There are many other times that Jessie craves the sex she has with Bell, as it reminds her she is alive while also allowing her to disassociate entirely:

“I felt the bed fall away, and the floor, and the ceiling and the walls, and I had the sensation we were floating out the window. Time lifted too and left us because when you’re fucking it is impossible to think of the next ten minutes or the next ten years. Because fucking, when it’s good, seems like everything and there is pain in the pleasure when you remember that things are horrible, until you’re hardly alive, and so many times good things turn bad that you decide to live the life you fear most, the ordinary one, the one that is easy and hard.”

The language here is a mixture of life and death, of opposites: pain and pleasure, good and bad, easy and hard. The drawing together of these binaries occurs often, poignantly, a minister delivers a speech to Jessie as she drifts in and out sleep in a hazy passage that could be either a dream or the recalling of a string of memories: “love is a rare possession”, the minister says, “almost inane and unnatural these days. It is associated with pleasure, but it is no stranger to pain.”

Sex is quite literally the embodiment of this fusion of pleasure and pain - for women especially - I’m thinking about the fear mongering around virginity, the breaking of the hymen etc. And sex for Jessie, is both a positive and negative tool. It acts as a gateway into the discovery of her inner world, her true desires, allowing her to give in to them and in doing so be free. It later allows her to escape herself entirely; to leave the flat she shares with Bell instead of wait around aimlessly for him, to gain agency, but by doing so she enters a harsh and cruel ‘world beyond all boundaries’ - a world of prostitution, exploitation, abused power, relentless desire.

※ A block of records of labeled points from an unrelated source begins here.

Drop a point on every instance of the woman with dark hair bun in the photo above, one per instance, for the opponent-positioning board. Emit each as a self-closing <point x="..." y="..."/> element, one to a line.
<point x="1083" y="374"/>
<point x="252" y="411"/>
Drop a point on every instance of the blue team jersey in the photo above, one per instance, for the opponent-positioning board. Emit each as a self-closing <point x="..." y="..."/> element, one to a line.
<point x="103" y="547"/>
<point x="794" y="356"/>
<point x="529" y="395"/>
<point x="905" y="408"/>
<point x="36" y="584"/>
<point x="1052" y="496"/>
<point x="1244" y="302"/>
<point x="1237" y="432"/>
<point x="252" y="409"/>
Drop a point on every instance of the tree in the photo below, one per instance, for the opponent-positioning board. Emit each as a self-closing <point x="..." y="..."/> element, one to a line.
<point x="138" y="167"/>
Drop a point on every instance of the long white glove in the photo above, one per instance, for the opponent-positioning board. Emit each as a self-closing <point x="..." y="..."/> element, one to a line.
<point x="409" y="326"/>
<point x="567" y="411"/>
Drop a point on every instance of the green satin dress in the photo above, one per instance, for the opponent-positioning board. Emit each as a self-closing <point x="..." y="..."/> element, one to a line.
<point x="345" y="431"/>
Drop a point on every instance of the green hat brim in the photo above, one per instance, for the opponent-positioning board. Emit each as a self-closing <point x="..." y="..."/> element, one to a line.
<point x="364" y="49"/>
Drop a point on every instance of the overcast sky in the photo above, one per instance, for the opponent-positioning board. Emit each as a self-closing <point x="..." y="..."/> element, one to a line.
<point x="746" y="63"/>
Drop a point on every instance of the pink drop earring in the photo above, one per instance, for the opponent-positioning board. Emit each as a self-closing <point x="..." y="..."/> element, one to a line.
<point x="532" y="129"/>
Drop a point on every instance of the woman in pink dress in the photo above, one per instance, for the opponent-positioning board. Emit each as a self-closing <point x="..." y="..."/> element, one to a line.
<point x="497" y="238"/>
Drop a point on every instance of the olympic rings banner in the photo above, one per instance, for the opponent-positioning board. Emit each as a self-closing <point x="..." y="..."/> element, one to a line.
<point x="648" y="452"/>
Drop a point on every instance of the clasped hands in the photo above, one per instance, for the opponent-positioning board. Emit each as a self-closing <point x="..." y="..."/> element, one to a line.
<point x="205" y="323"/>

It is being in this world, and going to the other end of the spectrum that we see her for who she really is: she realises she cannot go down the path of those around her, who end up hurting others because the world has hurt them too many times, nor can she be like her mother whose “sense of rigid honesty has crippled her in this dishonest world.”

Navigating a happy, fulfilling life for Jessie is living between a rock and a hard place. And this embodies the female experience. In the book’s refractory period, Jessie turns her back on her previous forms of self-destruction and realises that she does not want to hurt herself anymore, not for the sake of anyone: “even love has its limits. You had to act a prescribed way to be loved. You’ll ruin everything and we’ll be left with nothing.”

This is my paramount takeaway today - on international women’s day, no less - we all have our limits and none of us should hurt ourselves, literally, physically or mentally trying to fit into someone else’s mould, instead we must create our own.